You assert that the United States Army Corps of Engineers (the "Corps") considers the information you have marked and highlighted to be confidential under the deliberative process privilege found in section 552(b)(5) of title 5 of the United States Code and under the personal privacy provisions found in sections 552(b)(6) and 552(b)(7)(c) of title 5 of the United States Code. See 5 U.S.C. § 552(b)(5), (6), (7)(c). Upon review, we find that some of the information at issue was provided to the city by the Corps. Therefore, based on the city's representations and our review, the city must withhold the information we have marked under section 552.101 of the Government Code in conjunction with federal law. Cf. Open Records Decision No. 564 at 2 (1990) (this office will accept a governmental body's good-faith determination with respect to questions of fact, which cannot be resolved in the formal decision process).

However, the remaining e-mails you seek to withhold on this basis appear on their face to be records of the city, not the Corps. As discussed above, information is not confidential under the Act simply because the same information would be protected from disclosure in the hands of a federal agency.

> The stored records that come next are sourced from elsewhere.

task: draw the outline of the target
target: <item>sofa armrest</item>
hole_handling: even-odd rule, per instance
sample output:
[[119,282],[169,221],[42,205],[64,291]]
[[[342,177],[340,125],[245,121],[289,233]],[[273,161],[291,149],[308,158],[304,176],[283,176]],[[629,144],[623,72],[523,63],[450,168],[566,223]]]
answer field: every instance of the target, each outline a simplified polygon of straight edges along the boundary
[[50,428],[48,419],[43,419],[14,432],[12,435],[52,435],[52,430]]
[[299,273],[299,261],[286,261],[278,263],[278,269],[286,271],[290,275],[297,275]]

See ORD 561 at 6. We therefore conclude these remaining documents are not confidential records of a federal agency transferred to the city, but rather are records of the city. Thus, the city may not withhold the remaining information based on federal law. As no other exceptions to disclosure have been raised, the remaining information must be released.

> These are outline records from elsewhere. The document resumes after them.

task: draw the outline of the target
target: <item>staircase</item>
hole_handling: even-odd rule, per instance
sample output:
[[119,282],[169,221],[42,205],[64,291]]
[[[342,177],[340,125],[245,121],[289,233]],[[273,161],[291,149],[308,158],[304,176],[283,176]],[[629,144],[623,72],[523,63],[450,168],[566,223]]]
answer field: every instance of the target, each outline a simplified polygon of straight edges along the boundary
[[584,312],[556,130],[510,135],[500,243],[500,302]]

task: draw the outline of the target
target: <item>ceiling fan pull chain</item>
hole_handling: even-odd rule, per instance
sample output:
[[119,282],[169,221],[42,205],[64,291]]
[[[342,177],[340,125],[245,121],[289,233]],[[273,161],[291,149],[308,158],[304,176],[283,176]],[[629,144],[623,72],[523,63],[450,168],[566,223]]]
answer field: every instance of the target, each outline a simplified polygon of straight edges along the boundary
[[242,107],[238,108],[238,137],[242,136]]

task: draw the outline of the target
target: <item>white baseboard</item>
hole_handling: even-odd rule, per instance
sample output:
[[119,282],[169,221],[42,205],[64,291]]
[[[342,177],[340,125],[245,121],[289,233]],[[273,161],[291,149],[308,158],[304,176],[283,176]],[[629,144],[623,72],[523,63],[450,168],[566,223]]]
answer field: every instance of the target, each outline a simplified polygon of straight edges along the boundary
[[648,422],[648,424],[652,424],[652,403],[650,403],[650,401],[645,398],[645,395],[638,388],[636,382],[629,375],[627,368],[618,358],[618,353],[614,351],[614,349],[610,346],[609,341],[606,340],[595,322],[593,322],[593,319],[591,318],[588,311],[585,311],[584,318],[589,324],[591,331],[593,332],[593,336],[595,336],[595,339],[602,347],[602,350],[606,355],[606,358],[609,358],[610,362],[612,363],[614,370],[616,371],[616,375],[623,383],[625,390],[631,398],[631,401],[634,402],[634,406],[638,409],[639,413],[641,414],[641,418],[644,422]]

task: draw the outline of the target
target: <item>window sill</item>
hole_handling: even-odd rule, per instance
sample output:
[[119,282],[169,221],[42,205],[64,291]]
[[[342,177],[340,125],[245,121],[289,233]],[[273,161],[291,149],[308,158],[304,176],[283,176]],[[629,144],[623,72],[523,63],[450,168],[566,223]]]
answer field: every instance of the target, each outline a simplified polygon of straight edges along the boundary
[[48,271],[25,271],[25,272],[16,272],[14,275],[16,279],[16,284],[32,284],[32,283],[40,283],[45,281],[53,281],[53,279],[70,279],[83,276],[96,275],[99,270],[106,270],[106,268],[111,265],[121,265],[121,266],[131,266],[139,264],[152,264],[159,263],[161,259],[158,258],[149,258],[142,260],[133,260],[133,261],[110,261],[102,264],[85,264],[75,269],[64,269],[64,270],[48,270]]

This letter ruling is limited to the particular information at issue in this request and limited to the facts as presented to us; therefore, this ruling must not be relied upon as a previous determination regarding any other information or any other circumstances.

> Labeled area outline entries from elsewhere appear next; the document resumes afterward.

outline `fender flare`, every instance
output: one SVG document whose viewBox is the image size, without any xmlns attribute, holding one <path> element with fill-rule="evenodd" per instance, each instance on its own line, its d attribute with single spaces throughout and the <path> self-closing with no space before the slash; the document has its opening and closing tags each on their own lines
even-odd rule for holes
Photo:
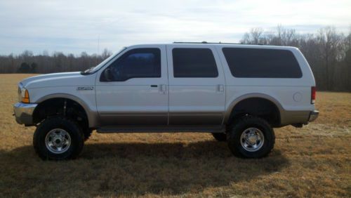
<svg viewBox="0 0 351 198">
<path fill-rule="evenodd" d="M 53 94 L 49 94 L 46 95 L 45 96 L 43 96 L 40 98 L 39 99 L 37 100 L 36 103 L 41 103 L 42 102 L 44 102 L 46 100 L 50 100 L 50 99 L 54 99 L 54 98 L 67 98 L 69 100 L 72 100 L 78 104 L 79 104 L 84 111 L 86 112 L 86 116 L 88 117 L 88 123 L 89 125 L 89 128 L 95 128 L 98 126 L 98 114 L 96 111 L 96 110 L 91 110 L 89 106 L 85 103 L 83 100 L 80 99 L 79 98 L 69 94 L 69 93 L 53 93 Z"/>
<path fill-rule="evenodd" d="M 225 117 L 224 117 L 224 123 L 225 124 L 228 123 L 229 119 L 230 118 L 230 115 L 232 114 L 232 112 L 234 110 L 234 108 L 235 107 L 235 106 L 237 105 L 237 104 L 238 104 L 239 102 L 241 102 L 244 100 L 252 98 L 265 99 L 265 100 L 267 100 L 273 103 L 273 104 L 274 104 L 275 106 L 277 107 L 277 108 L 278 109 L 278 111 L 279 112 L 279 119 L 281 119 L 282 114 L 284 112 L 284 109 L 283 108 L 283 107 L 282 106 L 280 103 L 277 99 L 275 99 L 274 98 L 273 98 L 269 95 L 265 94 L 265 93 L 253 93 L 244 94 L 244 95 L 242 95 L 235 98 L 235 100 L 234 100 L 226 107 L 226 111 L 225 111 Z"/>
</svg>

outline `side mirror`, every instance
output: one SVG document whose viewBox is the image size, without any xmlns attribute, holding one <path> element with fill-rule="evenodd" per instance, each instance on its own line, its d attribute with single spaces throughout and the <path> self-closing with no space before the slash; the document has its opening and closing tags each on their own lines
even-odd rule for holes
<svg viewBox="0 0 351 198">
<path fill-rule="evenodd" d="M 105 70 L 104 77 L 107 81 L 110 81 L 112 80 L 112 77 L 111 77 L 111 70 L 110 68 Z"/>
</svg>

This ruling triggers important deadlines regarding the rights and responsibilities of the governmental body and of the requestor. For more information concerning those rights and responsibilities, please visit our website at http://www.oag.state.tx.us/open/index_orl.php, or call the Office of the Attorney General's Open Government Hotline, toll free, at (877) 673-6839. Questions concerning the allowable charges for providing public information under the Act must be directed to the Cost Rules Administrator of the Office of the Attorney General, toll free, at (888) 672-6787.

Sincerely,

Sarah Casterline

Assistant Attorney General

Open Records Division

SEC/tf

Ref: ID# 415097

Enc. Submitted documents

c: Requestor

(w/o enclosures)


Footnotes

1. We assume the "representative sample" of records submitted to this office is truly representative of the requested records as a whole. See Open Records Decision Nos. 499 (1988), 497 (1988). This open records letter does not reach, and therefore does not authorize the withholding of, any other requested records to the extent those records contain substantially different types of information than those submitted to this office.